3保証17年度の取扱実績/総請負額4・3%減/2年ぶり13兆円台

 公共工事前払金保証事業会社3社(東日本建設業保証、西日本建設業保証、北海道建設業信用保証)がまとめた3月の「公共工事前払金保証統計」によると、前払金保証を扱った工事などの17年度の請負金額は、前年度比4・3%減の13兆9080億円だった。発注者別の請負金額は、高速道路工事の多かった独立行政法人などは増えたが、国と自治体は前年度を下回った。請負金額の減少と13兆円台はともに2年ぶり。
 17年度の保証の取扱件数は4・2%減の24万3029件、保証金額は5・4%減の5兆4724億円。発注者別の請負金額は、国が6・4%減の2兆3388億円、独立行政法人などが4・2%増の1兆4756億円、都道府県が6・6%減の4兆1809億円、市区町村が1・1%減の5兆0036億円、地方公社が2・1%増の1739億円、その他が19・9%減の7351億円。請負金額の減少については、前年度に大型の補正予算の執行があった反動が生じたという見方がある。
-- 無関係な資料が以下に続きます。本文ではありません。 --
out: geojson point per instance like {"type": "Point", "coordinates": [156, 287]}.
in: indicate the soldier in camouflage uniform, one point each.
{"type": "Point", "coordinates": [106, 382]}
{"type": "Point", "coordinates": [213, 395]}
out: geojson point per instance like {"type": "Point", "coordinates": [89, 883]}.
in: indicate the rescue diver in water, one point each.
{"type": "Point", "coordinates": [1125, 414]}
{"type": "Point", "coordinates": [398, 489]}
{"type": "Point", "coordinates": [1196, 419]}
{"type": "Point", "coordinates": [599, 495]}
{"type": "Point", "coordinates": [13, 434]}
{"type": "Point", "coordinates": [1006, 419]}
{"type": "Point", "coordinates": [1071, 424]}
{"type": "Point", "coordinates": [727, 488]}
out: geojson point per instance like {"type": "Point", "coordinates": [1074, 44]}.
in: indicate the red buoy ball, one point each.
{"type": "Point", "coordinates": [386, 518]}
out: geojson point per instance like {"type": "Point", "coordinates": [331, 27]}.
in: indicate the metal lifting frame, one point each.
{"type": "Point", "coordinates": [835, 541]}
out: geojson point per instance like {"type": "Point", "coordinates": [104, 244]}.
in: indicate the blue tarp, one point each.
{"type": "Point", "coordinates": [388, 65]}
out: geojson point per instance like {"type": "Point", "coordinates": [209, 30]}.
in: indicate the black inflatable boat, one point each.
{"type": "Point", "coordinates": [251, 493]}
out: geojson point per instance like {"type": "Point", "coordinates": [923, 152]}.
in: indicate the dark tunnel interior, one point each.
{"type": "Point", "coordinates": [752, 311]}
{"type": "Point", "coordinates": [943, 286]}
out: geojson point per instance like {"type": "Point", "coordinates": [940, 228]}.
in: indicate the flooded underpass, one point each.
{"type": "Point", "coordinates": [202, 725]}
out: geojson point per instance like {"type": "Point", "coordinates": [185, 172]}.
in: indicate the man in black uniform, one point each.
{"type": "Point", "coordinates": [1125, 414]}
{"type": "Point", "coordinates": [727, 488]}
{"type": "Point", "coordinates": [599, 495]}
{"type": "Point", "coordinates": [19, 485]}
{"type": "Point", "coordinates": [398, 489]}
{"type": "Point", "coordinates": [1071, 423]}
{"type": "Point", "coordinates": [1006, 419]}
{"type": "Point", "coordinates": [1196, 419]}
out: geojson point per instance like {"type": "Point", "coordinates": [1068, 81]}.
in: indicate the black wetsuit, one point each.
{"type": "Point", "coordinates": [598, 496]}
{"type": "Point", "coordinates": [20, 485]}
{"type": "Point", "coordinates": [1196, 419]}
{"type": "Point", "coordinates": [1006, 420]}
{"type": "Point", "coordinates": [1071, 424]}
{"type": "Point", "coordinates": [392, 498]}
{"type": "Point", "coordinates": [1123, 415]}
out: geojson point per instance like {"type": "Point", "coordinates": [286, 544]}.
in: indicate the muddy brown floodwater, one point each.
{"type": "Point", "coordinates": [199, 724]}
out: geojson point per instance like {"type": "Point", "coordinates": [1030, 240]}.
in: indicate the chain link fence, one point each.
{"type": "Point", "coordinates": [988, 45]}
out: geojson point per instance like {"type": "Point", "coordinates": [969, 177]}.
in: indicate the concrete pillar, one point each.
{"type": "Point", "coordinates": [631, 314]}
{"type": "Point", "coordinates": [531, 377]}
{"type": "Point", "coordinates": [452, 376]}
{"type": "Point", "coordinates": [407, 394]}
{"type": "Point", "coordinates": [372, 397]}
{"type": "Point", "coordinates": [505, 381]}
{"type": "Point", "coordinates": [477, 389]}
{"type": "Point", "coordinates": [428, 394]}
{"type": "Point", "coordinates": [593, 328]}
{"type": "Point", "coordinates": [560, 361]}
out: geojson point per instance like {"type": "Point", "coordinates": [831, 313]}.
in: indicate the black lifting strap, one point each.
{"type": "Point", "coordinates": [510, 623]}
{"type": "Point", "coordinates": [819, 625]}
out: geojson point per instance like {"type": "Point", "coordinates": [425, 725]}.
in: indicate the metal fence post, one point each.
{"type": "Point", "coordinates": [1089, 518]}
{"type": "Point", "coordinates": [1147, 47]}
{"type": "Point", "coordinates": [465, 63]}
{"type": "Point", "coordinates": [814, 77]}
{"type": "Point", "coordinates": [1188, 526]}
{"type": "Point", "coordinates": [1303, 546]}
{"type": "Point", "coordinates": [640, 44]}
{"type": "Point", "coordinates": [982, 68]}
 全国9ブロックのうち、請負金額が増加したのは、北海道、関東、九州。最大は3兆円台となった関東で1・0%増の3兆8350億円だった。東日本大震災の復旧・復興工事の続く東北は、放射性物質を含む廃棄物の処理関連施設工事などが多かったが、除染をはじめ工事・業務の量が減っており、請負金額は13・3%減の2兆2304億円となった。都道府県別は、増加が18都道県だった。
 3月の請負金額は前年同月比14・5%減の1兆2697億円、保証の扱い件数は14・3%減の1万6314件、保証金額は14・6%減の4936億円。請負金額の発注者別は、国が6・0%減の3544億円、独立行政法人などが0・9%増の763億円、都道府県が11・6%減の4763億円、市区町村が34・2%減の2645億円、地方公社が20・9%減の158億円、その他が13・7%増の821億円。9ブロック別は増加したのが近畿だけ、都道府県別で増加したのは14県だった。